Employment Tribunals Don’t Punish, They Compensate
Some employers treat their staff disgracefully but, no matter how bad their conduct may be, the objective of the tribunal system is not to punish them but to compensate those who suffer at their hands. A case on point concerned an immigrant worker who was plunged into depression after suffering extortion at his boss’s hands.
The man, an Indian national, was employed as a PR consultant and sales adviser by a travel agency which had sponsored his entry into the UK on a five-year visa that required him to be paid at least £23,000 a year. He purportedly received that salary, but the agency’s managing director threatened that if he did not repay half of his wages each month, his employment would be terminated.
Although he complained that he did not have enough to live on, he initially complied with that demand. Following an angry confrontation with his boss, however, he went on sick leave, suffering from anxiety and depression. He had been in the job for only about six months and was still on sick leave when he was dismissed.
After he launched proceedings, an Employment Tribunal (ET) found that he had been automatically unfairly dismissed for making a protected disclosure. His boss’s demand was nothing short of extortion and, in subsequently claiming that he had been given two previous warnings and had committed an act of gross misconduct, the agency had sought to contrive bogus reasons for his dismissal.

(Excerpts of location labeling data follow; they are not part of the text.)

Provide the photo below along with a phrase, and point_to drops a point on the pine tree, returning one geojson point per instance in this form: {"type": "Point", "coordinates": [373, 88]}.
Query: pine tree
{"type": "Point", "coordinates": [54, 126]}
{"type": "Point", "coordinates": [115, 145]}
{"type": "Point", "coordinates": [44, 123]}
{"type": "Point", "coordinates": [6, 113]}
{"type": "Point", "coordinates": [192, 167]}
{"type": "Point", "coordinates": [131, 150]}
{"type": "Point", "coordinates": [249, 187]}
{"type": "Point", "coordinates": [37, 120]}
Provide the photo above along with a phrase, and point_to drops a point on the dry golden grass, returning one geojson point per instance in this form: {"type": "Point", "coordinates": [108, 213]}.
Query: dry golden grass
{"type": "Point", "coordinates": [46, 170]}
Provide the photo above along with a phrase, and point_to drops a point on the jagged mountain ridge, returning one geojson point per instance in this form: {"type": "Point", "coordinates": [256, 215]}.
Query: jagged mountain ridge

Despite the relatively brief duration of his employment, the ET awarded him a total of £124,658 in compensation. That included the pay he should have received had he remained in the agency’s employ throughout the period of his visa. A 25 per cent uplift was applied to the award to reflect the agency’s complete failure to comply with the Acas Code of Practice.
In upholding the agency’s challenge to the award, the Employment Appeal Tribunal (EAT) found that the ET had erred in law in a number of respects. Amongst other things, it had awarded full loss of earnings in respect of the man’s post-dismissal sickness period without making any finding as to whether, or to what extent, the dismissal had worsened or prolonged his depression.
The ET had also failed to consider whether he could have been lawfully dismissed on the basis of long-term sickness absence and whether he could reasonably have been expected to mitigate his loss by returning to India in search of alternative work. The ET should also have stood back and considered the overall size of the award before deciding to apply the full 25 per cent uplift. Given that the man had valued his claim at only about £64,000 in his schedule of loss, the award of almost double that sum had effectively taken the agency by surprise.
The EAT noted that, in cases of such serious employer misconduct, there is always a danger that ETs may, consciously or subconsciously, adopt a punitive approach. However, it was satisfied that the ET in this case had not fallen into that trap. In the circumstances, the matter was sent back to the same ET for reassessment of the man’s compensation in the light of the EAT’s ruling.